In Pickett v. State, 37 Ala.App. 410, 71 So.2d 102 (1953), cert. denied, 260 Ala. 699, 71 So.2d 107 (1954), the testimony presented by law and expert witnesses led to "the necessary conclusion that this appellant is a congental mental deficient." 37 Ala.App. at 413, 71 So.2d 102.

"If this conviction be sustained, it can only be done on the bare assumption of sanity prevailing to every accused.

"The undisputed and substantial evidence as to this accused's mental defectiveness must be deemed to have overcome this presumption."

37 Ala.App. 415, 71 So.2d 102.

Testimony presented showed that Pickett was mentally defective and an imbecile before, at the time of, and after the commission of the offense.

In Christian v. State, 351 So.2d 623 (Ala.1977), the evidence also showed that Christian had a history of mental disorders prior to the homicide, including admission to Bryce Hospital on several occasions. Although the defense presented three psychiatrists who testified that Christian was insane at the time he committed the homicide, the State presented no expert testimony concerning Christian's sanity. The only evidence which could arguably be used to rebut the evidence of insanity was the testimony of Christian's sister.

"Her testimony in part was that in 1972 (Christian was indicted in October of 1972) a Bryce Hospital case worker told her and her mother that Christian was in good condition and that if he would take the medication prescribed for him he could live among normal people. Miss Williams also stated that her mother told her on one occasion that Christian had said he would kill her if she tried to put him back in Bryce Hospital." Christian, 351 So.2d at 625.

The court found that "the overwhelming evidence presented by appellant has amply overcome the presumption of sanity as to this accused." 351 So.2d at 625.

In Herbert, supra, this Court found that "(f)rom all the evidence we see no facts which would support a reasonable inference that the homicide was that of a sane man as defined by law." 357 So.2d at 689.
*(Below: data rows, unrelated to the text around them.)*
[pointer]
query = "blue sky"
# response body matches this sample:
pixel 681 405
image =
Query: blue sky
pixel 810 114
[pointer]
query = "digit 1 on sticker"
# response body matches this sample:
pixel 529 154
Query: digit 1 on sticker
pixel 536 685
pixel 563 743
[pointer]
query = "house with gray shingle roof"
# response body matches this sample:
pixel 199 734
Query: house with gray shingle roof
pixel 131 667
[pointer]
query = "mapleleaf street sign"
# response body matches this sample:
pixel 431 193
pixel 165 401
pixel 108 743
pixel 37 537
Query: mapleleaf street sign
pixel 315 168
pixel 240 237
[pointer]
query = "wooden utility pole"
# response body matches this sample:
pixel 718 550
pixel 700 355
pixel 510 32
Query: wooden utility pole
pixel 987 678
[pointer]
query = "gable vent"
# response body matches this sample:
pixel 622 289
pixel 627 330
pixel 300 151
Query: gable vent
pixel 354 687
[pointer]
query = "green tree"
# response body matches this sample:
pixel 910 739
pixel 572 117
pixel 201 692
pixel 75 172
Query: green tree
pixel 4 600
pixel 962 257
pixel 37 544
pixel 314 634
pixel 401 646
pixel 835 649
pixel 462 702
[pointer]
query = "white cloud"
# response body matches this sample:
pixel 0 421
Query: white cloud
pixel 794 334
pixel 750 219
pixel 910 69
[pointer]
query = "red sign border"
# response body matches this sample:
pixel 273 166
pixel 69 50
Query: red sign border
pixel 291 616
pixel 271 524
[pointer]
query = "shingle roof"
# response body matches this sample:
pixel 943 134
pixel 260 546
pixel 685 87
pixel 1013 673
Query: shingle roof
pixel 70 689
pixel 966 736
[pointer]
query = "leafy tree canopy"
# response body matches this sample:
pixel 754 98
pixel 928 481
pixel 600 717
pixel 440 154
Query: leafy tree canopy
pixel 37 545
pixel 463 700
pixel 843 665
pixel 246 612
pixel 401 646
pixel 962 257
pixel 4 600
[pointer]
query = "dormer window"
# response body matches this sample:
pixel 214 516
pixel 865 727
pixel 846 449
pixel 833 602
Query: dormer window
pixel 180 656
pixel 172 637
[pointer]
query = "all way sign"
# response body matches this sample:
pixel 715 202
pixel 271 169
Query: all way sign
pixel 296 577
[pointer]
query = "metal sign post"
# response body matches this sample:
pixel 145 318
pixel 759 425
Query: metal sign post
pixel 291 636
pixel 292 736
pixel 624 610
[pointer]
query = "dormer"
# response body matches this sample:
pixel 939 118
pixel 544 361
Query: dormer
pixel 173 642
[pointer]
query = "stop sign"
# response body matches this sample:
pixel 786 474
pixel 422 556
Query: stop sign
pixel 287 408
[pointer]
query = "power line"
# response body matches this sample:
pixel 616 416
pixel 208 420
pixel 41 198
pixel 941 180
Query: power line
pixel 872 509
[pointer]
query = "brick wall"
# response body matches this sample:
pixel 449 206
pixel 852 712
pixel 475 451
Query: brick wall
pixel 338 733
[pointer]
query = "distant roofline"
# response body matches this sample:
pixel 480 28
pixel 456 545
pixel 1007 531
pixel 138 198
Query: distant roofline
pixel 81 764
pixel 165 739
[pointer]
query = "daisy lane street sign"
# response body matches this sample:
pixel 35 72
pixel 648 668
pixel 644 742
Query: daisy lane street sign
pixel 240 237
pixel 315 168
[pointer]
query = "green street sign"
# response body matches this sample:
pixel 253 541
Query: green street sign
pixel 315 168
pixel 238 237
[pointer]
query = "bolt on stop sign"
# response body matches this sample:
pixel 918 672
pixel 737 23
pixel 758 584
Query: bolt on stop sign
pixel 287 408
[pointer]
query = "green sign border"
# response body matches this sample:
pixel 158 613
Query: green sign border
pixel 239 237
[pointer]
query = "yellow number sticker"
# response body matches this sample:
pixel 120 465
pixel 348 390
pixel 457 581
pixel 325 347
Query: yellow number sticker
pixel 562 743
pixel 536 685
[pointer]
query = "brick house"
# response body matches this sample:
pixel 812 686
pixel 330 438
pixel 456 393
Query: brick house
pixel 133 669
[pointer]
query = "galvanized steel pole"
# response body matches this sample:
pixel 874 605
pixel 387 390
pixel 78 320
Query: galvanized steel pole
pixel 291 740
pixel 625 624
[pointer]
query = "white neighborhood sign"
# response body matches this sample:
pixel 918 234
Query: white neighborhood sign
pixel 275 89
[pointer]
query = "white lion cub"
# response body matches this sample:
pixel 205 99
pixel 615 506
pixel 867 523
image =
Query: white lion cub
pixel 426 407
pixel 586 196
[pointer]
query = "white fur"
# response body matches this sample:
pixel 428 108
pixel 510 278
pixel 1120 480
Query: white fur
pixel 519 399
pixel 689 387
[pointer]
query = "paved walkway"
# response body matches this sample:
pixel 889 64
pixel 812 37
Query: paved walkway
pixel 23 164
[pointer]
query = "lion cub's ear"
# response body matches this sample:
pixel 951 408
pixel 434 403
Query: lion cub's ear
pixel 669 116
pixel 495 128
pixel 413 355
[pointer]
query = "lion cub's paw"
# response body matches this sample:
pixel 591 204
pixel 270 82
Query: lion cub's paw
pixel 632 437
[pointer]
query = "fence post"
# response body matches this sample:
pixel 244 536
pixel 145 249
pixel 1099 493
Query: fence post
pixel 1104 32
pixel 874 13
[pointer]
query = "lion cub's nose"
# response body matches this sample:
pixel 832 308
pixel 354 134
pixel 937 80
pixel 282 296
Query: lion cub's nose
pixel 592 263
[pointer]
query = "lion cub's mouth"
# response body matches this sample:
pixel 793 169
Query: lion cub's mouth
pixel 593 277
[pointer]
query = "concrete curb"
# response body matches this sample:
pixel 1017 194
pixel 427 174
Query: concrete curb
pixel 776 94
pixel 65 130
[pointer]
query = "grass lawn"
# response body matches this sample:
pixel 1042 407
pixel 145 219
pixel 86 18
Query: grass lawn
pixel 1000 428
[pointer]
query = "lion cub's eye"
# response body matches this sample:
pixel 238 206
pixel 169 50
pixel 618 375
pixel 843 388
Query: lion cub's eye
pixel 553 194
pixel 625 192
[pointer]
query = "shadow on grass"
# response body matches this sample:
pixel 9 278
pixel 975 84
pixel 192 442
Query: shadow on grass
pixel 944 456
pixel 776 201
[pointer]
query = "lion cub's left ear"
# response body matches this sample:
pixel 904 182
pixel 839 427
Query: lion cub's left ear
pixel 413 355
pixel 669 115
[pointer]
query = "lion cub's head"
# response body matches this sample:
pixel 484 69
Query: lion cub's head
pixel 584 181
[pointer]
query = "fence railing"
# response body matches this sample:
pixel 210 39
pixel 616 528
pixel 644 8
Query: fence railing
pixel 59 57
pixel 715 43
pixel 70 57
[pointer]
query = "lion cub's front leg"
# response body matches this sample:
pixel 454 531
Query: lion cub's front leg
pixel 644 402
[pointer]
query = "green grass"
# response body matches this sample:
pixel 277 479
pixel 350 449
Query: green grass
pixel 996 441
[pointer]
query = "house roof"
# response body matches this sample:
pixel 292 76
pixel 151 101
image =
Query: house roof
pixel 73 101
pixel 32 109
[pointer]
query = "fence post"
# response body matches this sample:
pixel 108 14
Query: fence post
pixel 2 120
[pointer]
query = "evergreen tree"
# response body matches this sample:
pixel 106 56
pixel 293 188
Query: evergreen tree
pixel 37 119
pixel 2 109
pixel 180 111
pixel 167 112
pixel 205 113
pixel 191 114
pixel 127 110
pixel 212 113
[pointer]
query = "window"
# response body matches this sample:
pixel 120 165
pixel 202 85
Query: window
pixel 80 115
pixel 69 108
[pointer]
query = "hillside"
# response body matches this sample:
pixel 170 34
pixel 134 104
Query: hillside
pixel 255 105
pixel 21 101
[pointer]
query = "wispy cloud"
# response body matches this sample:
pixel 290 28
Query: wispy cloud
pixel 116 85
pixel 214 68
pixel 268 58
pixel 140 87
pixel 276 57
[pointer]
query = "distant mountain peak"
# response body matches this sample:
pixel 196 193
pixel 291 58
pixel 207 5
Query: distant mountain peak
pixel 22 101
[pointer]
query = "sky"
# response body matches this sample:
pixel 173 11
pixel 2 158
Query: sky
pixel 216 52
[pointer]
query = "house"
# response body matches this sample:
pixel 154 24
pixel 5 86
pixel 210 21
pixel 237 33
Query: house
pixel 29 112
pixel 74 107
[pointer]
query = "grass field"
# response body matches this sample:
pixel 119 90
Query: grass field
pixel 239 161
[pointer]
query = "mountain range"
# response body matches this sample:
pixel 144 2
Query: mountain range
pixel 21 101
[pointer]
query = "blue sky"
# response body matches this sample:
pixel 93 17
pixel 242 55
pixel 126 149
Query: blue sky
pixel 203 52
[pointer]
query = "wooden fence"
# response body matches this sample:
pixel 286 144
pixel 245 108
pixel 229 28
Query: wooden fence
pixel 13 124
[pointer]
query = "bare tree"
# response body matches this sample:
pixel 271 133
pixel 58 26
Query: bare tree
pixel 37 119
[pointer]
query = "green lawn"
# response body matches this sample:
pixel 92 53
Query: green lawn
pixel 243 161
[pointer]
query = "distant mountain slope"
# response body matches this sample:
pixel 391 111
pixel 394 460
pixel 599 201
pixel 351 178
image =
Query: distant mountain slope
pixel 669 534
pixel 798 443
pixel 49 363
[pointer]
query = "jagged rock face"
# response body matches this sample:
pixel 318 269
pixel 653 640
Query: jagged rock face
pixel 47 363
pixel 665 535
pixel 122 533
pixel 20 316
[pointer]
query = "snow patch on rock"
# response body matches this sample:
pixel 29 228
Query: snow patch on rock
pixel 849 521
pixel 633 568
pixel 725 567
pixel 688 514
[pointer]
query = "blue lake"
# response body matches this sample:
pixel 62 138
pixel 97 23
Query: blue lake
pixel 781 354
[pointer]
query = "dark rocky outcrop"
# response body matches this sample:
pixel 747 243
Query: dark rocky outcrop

"Finally, there was apparently nothing before the jury to rebut the great mass of testimony directly showing actual insanity before, at the time of, and after the act in question. In other words, there were simply no facts before the jury from which opposing inferences might have been rationally drawn. Here, the evidence of insanity is not merely strongly persuasive; it is conclusive.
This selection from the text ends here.